Même avant ces études plus récentes, le mouvement pour le climat avait cessé d’utiliser les ours polaires comme mascotte pour défendre sa cause, a écrit la journaliste Kate Yoder sur le site d’information environnementale Grist. Les défenseurs du climat craignaient que le fait de mettre les ours sous les feux de la rampe ne donne l’impression que le réchauffement climatique était un problème lointain, qui concernait les animaux des régions reculées, et non une crise qui touchait toutes les espèces et tous les êtres humains, ici et maintenant. Aujourd’hui, les messages ont tendance à se concentrer sur l’impact très réel sur les humains et les émotions qui l’accompagnent : des maisons englouties par les flammes ou emportées par les inondations, par exemple, ou des ouragans extrêmes qui s’abattent sur les côtes.

D’un point de vue scientifique, l’ours polaire reste un symbole de la crise climatique, a déclaré M. Iacozza ; ces animaux ont toujours besoin de glace, ils sont donc toujours menacés par le réchauffement climatique.
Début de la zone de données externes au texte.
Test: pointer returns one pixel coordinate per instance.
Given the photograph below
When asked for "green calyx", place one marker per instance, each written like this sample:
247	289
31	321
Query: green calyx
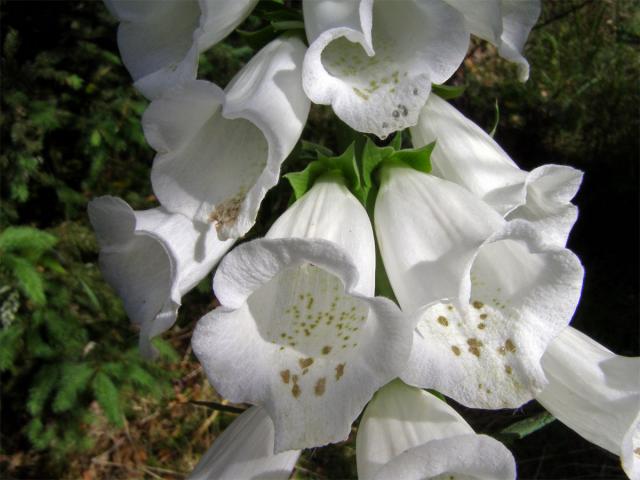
360	171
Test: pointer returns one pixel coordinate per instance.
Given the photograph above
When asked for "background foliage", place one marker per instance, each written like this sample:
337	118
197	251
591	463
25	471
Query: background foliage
77	400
Mais si les défenseurs voulaient une nouvelle mascotte, ils auraient le choix parmi une longue liste d’autres animaux. Toutes sortes de coraux, par exemple, sont en train d’être cuits par les vagues de chaleur marines. Des oiseaux hawaïens rares, connus sous le nom de nectariniidés, sont en voie d’extinction à cause du paludisme aviaire, que les moustiques propagent de plus en plus en altitude à mesure que les îles se réchauffent.

D’autres animaux de l’Arctique sont également menacés, a déclaré M. Aars, notamment les phoques annelés. « Beaucoup d’entre eux sont plus menacés que les ours polaires », m’a-t-il dit. « Il y a également des changements à Svalbard, dans la mer, qui sont beaucoup plus profonds que ce que nous observons sur terre avec les ours polaires. Mais les gens ne le voient pas, ou s’en moquent. »

En fin de compte, il est facile pour les gens de s’intéresser aux ours polaires. Ils sont grands, ils sont duveteux et ils sont uniques. Alors peut-être qu’au lieu de les abandonner comme mascotte du réchauffement climatique, il vaudrait mieux reconnaître que la situation est plus compliquée qu’on ne le présente souvent. Le changement climatique a des répercussions différentes sur la nature selon les endroits.